| NEW YORK, July 11
NEW YORK, July 11 Some New York commuters may
soon consider paper railroad passes and lines at ticket vending
machines annoyances of the past now that smartphones can be used
to pay for the train to work.
Metro-North Railroad, the nation's second-largest commuter
rail line, said on Wednesday that next month it is starting a
mobile ticketing pilot program that allows passengers to buy and
display tickets on their iPhone, Android or BlackBerry
Participants in the trial - initially just railway employees
- will be able to download a free app to their smartphone and,
with it, use their credit or debit card to buy a digital ticket.
Train conductors can then check the screen of the phone in
the passenger's hand and validate the ticket either visually or
by using a hand scanner to read the ticket's barcode.
Metro-North, which is run by the New York Metropolitan
Transit Authority, said that if the pilot is successful it will
expand it to include customers.
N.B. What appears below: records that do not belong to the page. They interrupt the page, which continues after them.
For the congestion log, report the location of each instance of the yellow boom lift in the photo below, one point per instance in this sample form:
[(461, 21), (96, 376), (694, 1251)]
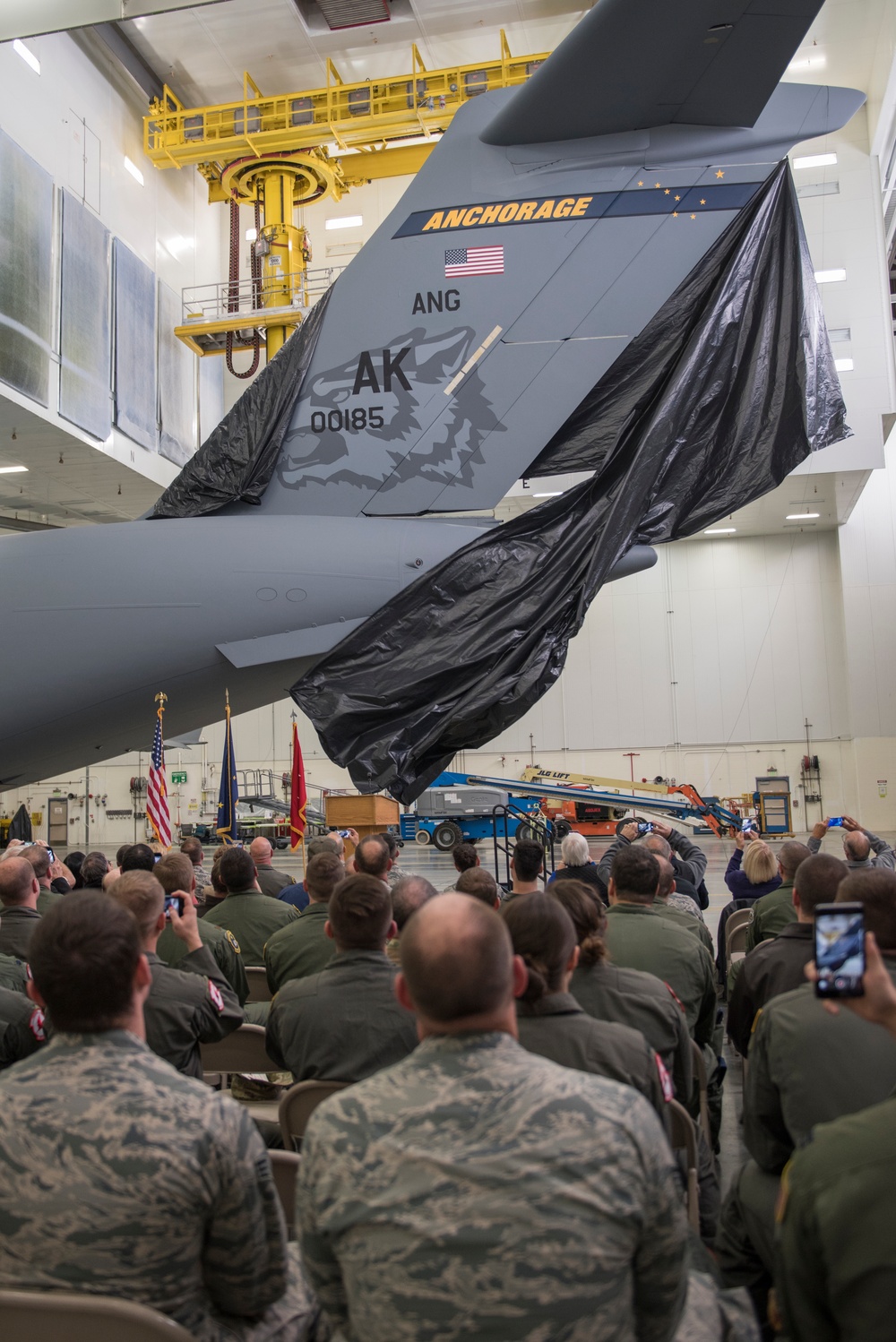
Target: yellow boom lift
[(280, 152)]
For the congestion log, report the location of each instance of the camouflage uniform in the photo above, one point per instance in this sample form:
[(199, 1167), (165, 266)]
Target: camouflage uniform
[(22, 1027), (223, 945), (188, 1007), (475, 1191), (253, 918), (121, 1177)]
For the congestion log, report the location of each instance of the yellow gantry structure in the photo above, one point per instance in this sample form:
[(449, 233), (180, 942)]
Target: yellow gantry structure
[(290, 150)]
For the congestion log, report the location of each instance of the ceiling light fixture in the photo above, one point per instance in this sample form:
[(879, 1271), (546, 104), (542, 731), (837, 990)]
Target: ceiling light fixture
[(134, 170), (345, 221), (815, 161), (29, 56)]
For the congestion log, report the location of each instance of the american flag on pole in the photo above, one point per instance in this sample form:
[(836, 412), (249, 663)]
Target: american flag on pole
[(474, 261), (157, 811)]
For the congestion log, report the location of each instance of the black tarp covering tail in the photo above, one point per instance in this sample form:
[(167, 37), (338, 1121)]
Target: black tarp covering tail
[(237, 460), (722, 395)]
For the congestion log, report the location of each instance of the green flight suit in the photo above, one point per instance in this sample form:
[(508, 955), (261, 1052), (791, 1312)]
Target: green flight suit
[(223, 945), (836, 1263), (771, 914), (807, 1067), (253, 918), (557, 1027), (642, 938), (301, 949), (688, 922)]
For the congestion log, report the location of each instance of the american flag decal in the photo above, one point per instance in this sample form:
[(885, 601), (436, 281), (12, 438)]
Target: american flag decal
[(474, 261)]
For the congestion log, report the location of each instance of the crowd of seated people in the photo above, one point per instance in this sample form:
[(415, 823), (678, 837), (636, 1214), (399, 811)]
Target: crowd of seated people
[(506, 1158)]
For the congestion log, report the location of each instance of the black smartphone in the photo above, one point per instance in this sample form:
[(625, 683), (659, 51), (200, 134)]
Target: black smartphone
[(840, 951)]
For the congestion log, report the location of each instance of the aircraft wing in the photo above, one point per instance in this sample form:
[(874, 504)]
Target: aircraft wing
[(633, 66)]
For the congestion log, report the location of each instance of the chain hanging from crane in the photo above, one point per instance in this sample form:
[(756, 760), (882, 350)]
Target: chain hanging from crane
[(234, 288)]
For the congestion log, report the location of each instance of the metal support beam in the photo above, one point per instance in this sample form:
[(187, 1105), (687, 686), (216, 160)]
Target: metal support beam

Metro-North carries roughly
141,000 passengers each day, most of whom take two trips daily.
"We are as excited to begin testing the next generation
ticket selling technology as we were when we introduced ticket
vending machines a quarter of a century ago," Metro-North
President Howard Permut said in a statement.
The MTA said that it was too soon to say whether it would
consider expanding the service to the New York subway, a much
bigger transport network with millions of daily riders.
As part of the test, New York railroad staff are comparing
the time it takes to use the digital tickets against the current
on-board paper ticket selling, collection and inspection. They
will also test anti-fraud measures, Metro-North said.
New York is following the lead of Boston, where the
Massachusetts Bay Transportation Authority plans to offer the
same service this fall. Both cities are working with U.K.
transit ticketing provider Masabi Ltd, which has already sold
its technology to 13 transit systems in the United Kingdom.
If employee and customer trials are successful, Metro-North
will use a competitive bidding process to choose a technology
provider to be its partner moving forward.
While cellphone ticketing has been widespread in Japan for
several years, it has been slow to catch on the United States.
The trials comes at a time when smartphones such as the
Apple Inc iPhone and phones using Android software from
Google Inc are widely used.
While the popularity of BlackBerry phones from Research In
Motion, has waned, many New Yorkers, particularly those
who work in finance, still use BlackBerrys.